En 2016, EDF Energies Nouvelles de Francia anunció proyectos en energía eólica y solar estimados en 600 millones de dólares, mientras la alemana Anumar anunció 2 proyectos de energía solar valuados en 515 millones de dólares.

En el mismo año también se destaca el anuncio de una empresa de origen brasileño, Latin America Power (LAP), que invertirá 587 millones de dólares en proyectos de energía eólica en el sur de Chile.

Estas inversiones han relegado a la actividad minera que hasta 2012 representaba cerca de la mitad de las inversiones realizadas en Chile. En 2016 representaron el 11 por ciento del total. Pese a esta baja sostenida en los últimos años, los recursos mineros continúan atrayendo capitales extranjeros, “aunque la minería de cobre ha perdido dinamismo y ha ido aumentando el interés en el litio”, destaca el informe.

El año pasado, Rockwood Holdings Inc., subsidiaria del grupo estadounidense Albemarle Corporation, anunció una expansión de sus actividades de extracción de litio en el desierto de Atacama por 500 millones de dólares, mientras que en el área del cobre, BHP Billiton informó que expandiría sus operaciones en 200 millones de dólares.

En el área de telecomunicaciones, el proyecto más grande fue el anunciado por la española Telefónica que instalará un centro de datos estratégico en el país, con una inversión estimada en 344 millones de dólares, que le permite ofrecer soluciones Open Cloud locales.

Chile es el país de la región donde se anunciaron más inversiones en energías renovables, que representaron el 33% del monto total anunciado para este sector en 2016, año en que también destacó México, donde la implementación de las reformas en el mercado energético y las consecuentes licitaciones de energías renovables se tradujeron en que el país concentrara un 32% del monto total anunciado.

Inversiones chilenas en el extranjero

En términos de emisores de capital extranjero, Chile se encuentra en segundo lugar después de Brasil.

Ambos países y México acumularon durante el año pasado el 81 por ciento de la inversión extranjera directa originada en la región en los últimos seis años. Sólo el año pasado alcanzaron un 76 por ciento entre los tres países.

En este ámbito, Chile tiene un 29 por ciento de inversiones en el exterior.

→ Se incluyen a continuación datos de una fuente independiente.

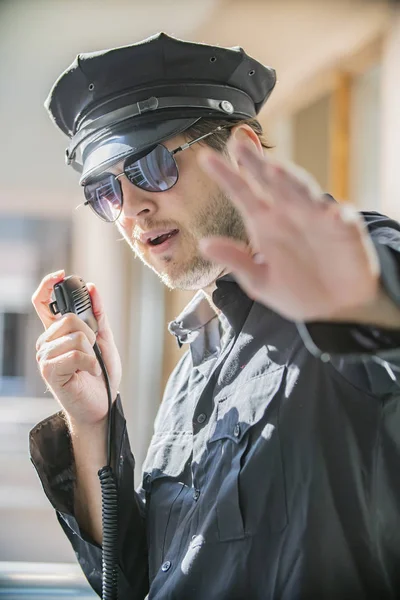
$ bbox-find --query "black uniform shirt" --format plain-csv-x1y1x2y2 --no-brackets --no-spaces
31,213,400,600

El eterno problema de la desigualdad

En abril de 2016, el número 118 de la Revista Cepal publicó un estudio de Macarena Suanes, estudiante de Doctorado en el Departamento de Economía Aplicada de la Universidad Autónoma de Barcelona.

El documento es categórico al informar que existe una relación positiva entre la inversión extranjera directa y la desigualdad salarial. Por otra parte, señala que cuando se analiza el efecto de la IED por sectores de actividad, la colocación de capitales foráneos realizada en el sector servicios y en la industria manufacturera aumenta la desigualdad de los ingresos.

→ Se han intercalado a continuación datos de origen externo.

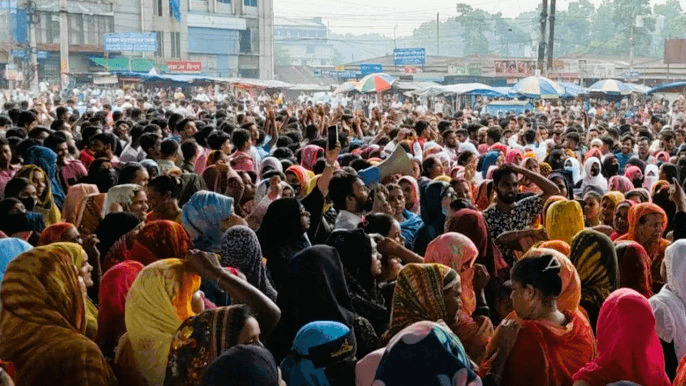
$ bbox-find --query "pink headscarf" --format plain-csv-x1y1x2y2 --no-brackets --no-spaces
300,145,324,170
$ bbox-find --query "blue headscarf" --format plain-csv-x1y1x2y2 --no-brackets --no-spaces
181,190,233,253
24,146,64,208
281,321,357,386
374,321,481,386
0,237,33,281
481,150,500,179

“Debido a las características de las economías de la región, que mayoritariamente presentan una persistente desigualdad de los ingresos en el tiempo, estos resultados revisten gran importancia desde una perspectiva de política económica, ya que aportan evidencia empírica sobre las implicancias distributivas asociadas a la inversión extranjera directa”, señala la autora en el documento.

Esta diferencia, dejaría la puerta abierta para que los gobiernos intenten canalizar u orientar los recursos extranjeros de tal manera que la inversión extranjera alcance a los sectores sociales pobres o  “diseñen y apliquen políticas redistributivas que permitan que los beneficios provocados por la inversión extranjera directa se extiendan y mejoren el bienestar de la población”, concluye la investigación.